La publicación de El origen de las especies de Darwin en 1859 supuso una auténtica conmoción. ¿Cómo atajar el evolucionismo que ponía patas arriba un mundo que se consideraba y deseaba inamovible? La esposa del obispo de Worcester propuso una solución deliciosa a su marido: "¡Descender de los monos! Querido, esperemos que no sea cierto, pero, si lo es, recemos para que el mundo no se entere". Ocultar las noticias no funcionó hace dos siglos y no funcionará ahora. Quien quiera rezar, que rece, pero eso no evitará que el mundo se entere de lo que ocurre, y que lo haga en tiempo real. Las emisiones de miles de cadenas de televisión atraviesan las fronteras y crean un mundo transparente en el que el obispo de Worcester y su mojigata esposa no podrían vivir.

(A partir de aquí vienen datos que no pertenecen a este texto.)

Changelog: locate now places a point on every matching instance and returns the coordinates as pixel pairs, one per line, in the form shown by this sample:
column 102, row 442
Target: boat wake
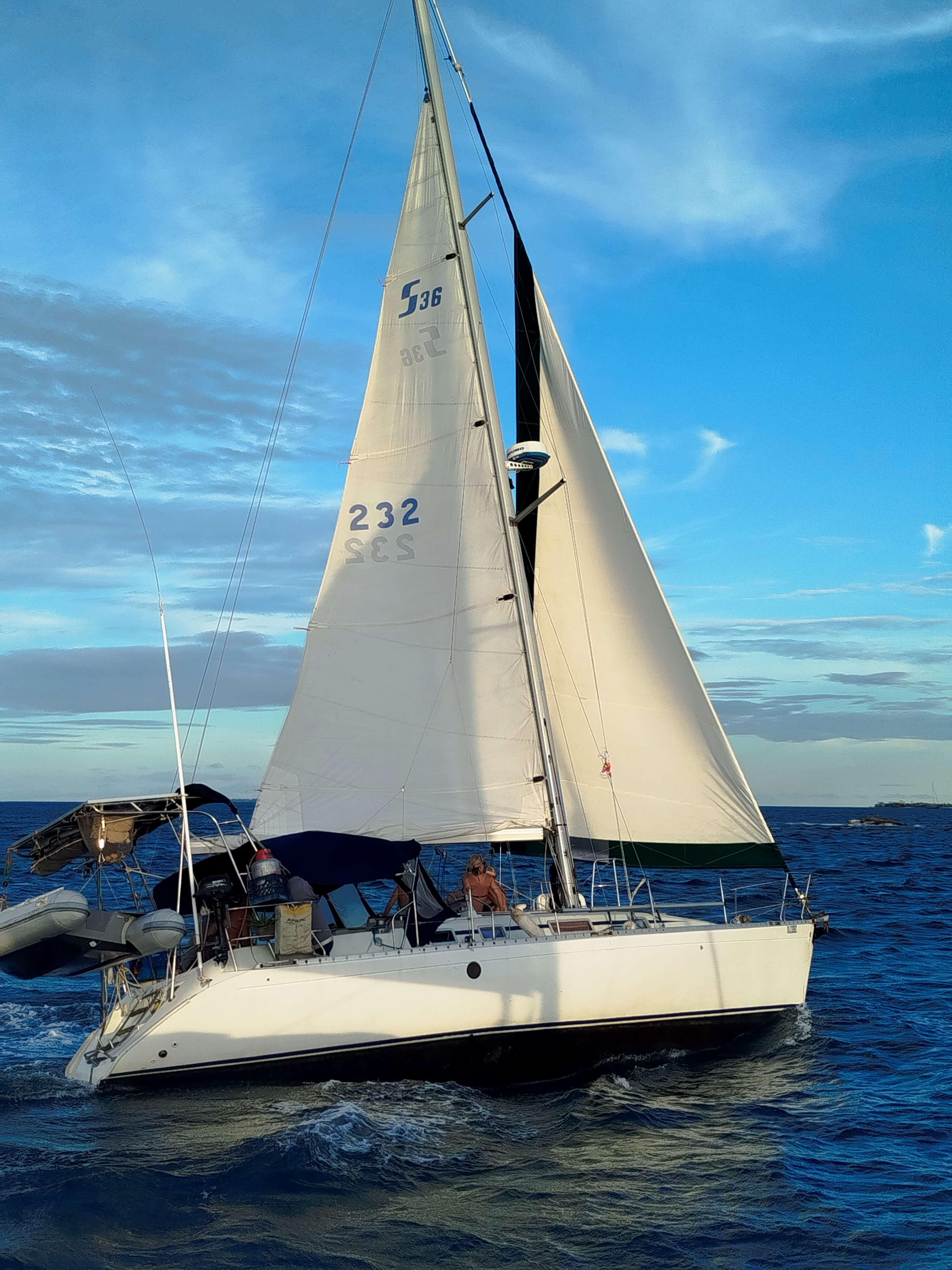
column 383, row 1130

Nuestros telediarios llegan al sur, pero no son ellos quienes crean el efecto llamada por mucho que hablen de rescates a náufragos que sobreviven de entre los muertos. El efecto llamada lo crea nuestro despilfarro, nuestra riqueza, nuestros anuncios. A ver por qué nos vamos a creer que la inmensa fascinación que ejerce sobre nosotros la publicidad, pierde toda su fuerza cuando se mira con los ojos de la desesperación. Nuestros anuncios son sofisticados artilugios capaces de crear necesidades en quienes ya tenemos más de lo que necesitamos. ¿Qué no serán capaces de hacer entre quienes nada tienen y tanto necesitan?